For I, having moved constantly from the east toward the west, changing meridians and therefore making the day later for myself, would have encountered this difference of one day as caused, as I have said, by the later or earlier rising and setting of the sun in the diverse meridians, which continue changing daily for those who navigate toward the east and toward the west. And it is true that in the Philippine Islands on that same day when the Spaniards and their Church are celebrating Holy Saturday, those who are in Japan–that is, the Portuguese and their Church–are eating meat, because for them it is the Day of the Resurrection. So that if they were moving swiftly enough to reach Manila the next day, as is said to have happened to some navigators, they would celebrate the same Easter or other solemnity twice. And if they were to arrive on the day when those people celebrate the feast, it would befall them to return on Holy Saturday.

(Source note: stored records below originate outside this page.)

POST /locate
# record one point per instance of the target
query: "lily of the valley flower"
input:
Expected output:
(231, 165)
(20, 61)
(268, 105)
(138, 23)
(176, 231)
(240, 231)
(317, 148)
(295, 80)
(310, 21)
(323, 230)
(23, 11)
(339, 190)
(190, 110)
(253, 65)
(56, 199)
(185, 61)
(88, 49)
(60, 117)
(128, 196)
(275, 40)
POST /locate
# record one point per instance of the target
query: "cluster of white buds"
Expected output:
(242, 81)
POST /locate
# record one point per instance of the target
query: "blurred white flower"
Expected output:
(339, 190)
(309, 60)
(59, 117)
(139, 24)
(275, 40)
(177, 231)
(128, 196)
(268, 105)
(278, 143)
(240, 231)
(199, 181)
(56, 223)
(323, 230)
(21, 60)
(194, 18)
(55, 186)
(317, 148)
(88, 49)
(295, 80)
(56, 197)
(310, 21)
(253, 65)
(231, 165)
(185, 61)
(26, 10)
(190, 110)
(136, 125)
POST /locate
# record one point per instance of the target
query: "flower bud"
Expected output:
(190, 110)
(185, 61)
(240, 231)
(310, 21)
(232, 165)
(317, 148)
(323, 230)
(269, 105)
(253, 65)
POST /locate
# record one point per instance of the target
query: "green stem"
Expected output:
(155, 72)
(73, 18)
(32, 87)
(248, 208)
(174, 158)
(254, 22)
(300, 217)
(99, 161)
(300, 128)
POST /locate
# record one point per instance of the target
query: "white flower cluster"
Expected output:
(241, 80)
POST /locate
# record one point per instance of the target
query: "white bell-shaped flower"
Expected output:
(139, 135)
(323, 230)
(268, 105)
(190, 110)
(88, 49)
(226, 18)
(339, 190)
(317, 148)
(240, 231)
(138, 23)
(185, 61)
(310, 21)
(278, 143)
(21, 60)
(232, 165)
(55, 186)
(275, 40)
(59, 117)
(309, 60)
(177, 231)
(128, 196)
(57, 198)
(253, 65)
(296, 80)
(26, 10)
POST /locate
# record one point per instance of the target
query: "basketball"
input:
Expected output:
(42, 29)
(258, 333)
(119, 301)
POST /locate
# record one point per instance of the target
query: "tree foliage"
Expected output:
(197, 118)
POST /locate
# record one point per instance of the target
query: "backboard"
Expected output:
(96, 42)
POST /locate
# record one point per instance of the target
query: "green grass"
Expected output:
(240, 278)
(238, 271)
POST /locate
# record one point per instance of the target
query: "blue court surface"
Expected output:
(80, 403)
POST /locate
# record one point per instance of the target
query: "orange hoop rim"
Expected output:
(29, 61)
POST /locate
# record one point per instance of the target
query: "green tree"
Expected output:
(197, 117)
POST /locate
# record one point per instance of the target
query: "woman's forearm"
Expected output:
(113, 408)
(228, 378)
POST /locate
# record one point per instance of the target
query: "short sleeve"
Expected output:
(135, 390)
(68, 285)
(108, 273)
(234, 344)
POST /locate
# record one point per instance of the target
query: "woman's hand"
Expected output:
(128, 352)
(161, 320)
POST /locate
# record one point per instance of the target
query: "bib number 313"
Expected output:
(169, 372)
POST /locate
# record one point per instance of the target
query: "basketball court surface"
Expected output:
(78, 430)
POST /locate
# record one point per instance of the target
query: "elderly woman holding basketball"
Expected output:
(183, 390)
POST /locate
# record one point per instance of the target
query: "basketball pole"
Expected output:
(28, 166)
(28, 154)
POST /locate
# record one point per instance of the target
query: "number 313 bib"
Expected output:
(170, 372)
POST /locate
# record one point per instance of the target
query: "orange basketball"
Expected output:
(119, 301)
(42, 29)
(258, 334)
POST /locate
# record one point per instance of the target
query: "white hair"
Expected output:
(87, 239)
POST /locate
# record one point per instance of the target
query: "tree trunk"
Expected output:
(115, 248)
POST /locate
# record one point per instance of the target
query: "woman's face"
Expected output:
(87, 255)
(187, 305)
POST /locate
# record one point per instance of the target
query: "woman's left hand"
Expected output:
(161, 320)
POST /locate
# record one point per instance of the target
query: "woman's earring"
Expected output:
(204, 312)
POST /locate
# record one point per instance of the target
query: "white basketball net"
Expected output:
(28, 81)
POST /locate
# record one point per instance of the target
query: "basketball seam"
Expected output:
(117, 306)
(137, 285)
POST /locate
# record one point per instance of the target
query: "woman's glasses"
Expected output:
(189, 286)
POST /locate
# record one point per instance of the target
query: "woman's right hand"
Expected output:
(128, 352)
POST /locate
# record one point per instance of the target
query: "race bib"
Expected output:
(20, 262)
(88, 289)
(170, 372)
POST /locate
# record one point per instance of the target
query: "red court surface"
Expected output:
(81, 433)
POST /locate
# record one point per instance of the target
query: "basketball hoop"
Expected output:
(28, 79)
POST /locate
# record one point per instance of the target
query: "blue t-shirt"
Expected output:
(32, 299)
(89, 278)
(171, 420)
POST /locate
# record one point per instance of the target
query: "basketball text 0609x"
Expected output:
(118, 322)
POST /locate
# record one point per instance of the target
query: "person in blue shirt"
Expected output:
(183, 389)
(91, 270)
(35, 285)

On the other hand, if those from Manila should set out on the day when they solemnize Christmas and reach the island of Macao, where the Portuguese are, they would find those others at the second feast of Saint Stephen, and would thus celebrate one and another solemnity on the same day. And if they were able to arrive on the day before Christmas by their count, they would be able to eat meat without having fasted on the preceding day.
And this suffices for knowledge of that occurrence, perhaps not better understood earlier because the world had not been circumnavigated in olden times as it now is traveled around by value and virtue of the two crowns of Castile and Portugal, who have showed the way, the former navigating toward the east and reaching China and Japan, the other toward the west and reaching these Philippine Islands, about one thousand miles from the island of Macao in China, the residence of the Portuguese. Together, those two crowns have come to make a circle around the whole world, a thing that certainly is worthy of being much exalted and praised in those two nations, with the languages of which, and by means of whose navigations, anyone can enter into that magnificent enterprise and in less than four years go around the entire universe both by way of the East Indies and by way of the West [...].”
Dutch navigators also had similar experiences. When Jacob le Maire (c. 1585-1616), after an arduous voyage around the southern tip of South America (named Cape Horn after the Dutch town of Hoorn, le Maire’s port of departure), finally reached the port of Batavia on Java in October 1616, he noted in his journal:
“This [the confiscation of his ship and cargo by the authorities of the Dutch East India Company] was done vpon Munday the first of Nouember, after our reckoning, but vpon a Tewsday the second of Nouember, by our countrimens reckoning there. The reason of the difference of the time fell out thus, as we sayled westward from our owne countrie, and had with the sunne compassed the Globe of the world, we hadde one night, or sun-setting lesse then they, and they that come out of the west and sayle to the east, thereby had one day or sun-setting more then we, which make a quarter difference, and so as we made our reckoning of the time then with our selues, and did the like with our countrimen, that weeke we lost the Tewsdaie, leaping from Munday to Wednesdaie, and so hadde one weeke of 6 dayes.”